Twitter to Sell Past Two Years of Tweets to Marketing Firms

British newspaper Mail Online is reporting that Twitter has forged an alliance with a company called Datasift to help sell Twitter messages to marking companies looking to profile potential customers. The Telegraph has confirmed the agreement and says that sales of tweets up to two years old are expected to begin immediately. News site RT Question More, says the sale is an abuse of trust and Twitter users should boycott the service starting immediately.

Mail Online notes that most Twitter users believe that their tweets only exist for a week because after that amount of time, they can no longer access them. This is not the case of course, as Twitter has archived every tweet ever made by every single one of its customers. Those tweets are now up for sale to the highest bidder.

The question here isn’t whether Twitter has the right to sell Tweets (it does) or even whether it is ethical for it to do so. The real issue here is, according to Ubergizmodo, whether Twitter falsely represented to its customers the amount of time that their Tweets would “live” on the Twitter servers.

Mail Online says that the tweets, which number somewhere around 250 million a day sent by people the world over are a valuable commodity, and Twitter, which doesn’t charge users to access its service quite clearly has to do something to stay afloat. Attempts to integrate advertising have simply not worked as well as the company had planned. Selling tweets however could prove very lucrative.

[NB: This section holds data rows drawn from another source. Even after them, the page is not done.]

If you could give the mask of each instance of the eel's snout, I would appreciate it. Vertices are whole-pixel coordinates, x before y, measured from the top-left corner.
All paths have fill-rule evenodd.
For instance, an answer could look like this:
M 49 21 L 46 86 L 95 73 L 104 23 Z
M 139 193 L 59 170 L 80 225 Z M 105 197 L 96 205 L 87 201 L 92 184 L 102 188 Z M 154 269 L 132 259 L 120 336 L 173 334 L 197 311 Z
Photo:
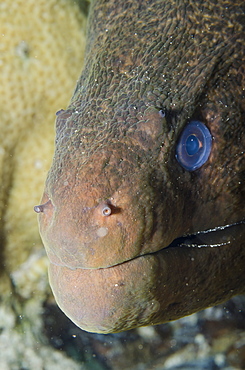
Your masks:
M 35 211 L 51 263 L 71 269 L 104 268 L 147 252 L 144 238 L 151 231 L 151 216 L 145 217 L 134 195 L 125 192 L 94 200 L 72 189 L 65 197 L 50 199 L 45 194 L 42 201 Z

Ubergizmodo points out that users won’t have to worry about being targeted due to Tweets they have made any time soon however due to the sheer volume of Tweets that are out there. Prospective buyers are much more likely to use sophisticated software to hop-scotch their way through the data to pick up trends or to create averages to see how “hot” topics were during certain time periods. Other companies may buy a copy of the data simply sift through it all to see how often their name is mentioned.

Others aren’t so charitable, as Mail Online points out that some sites have described the move as subversive, creepy and even just plain a wrong. They are also reporting that Datasift will be charging customers about $15,000 month for access to the data and that the company says it has over a thousand clients signed up already. They also are reporting that deleted accounts will not be included in the sale.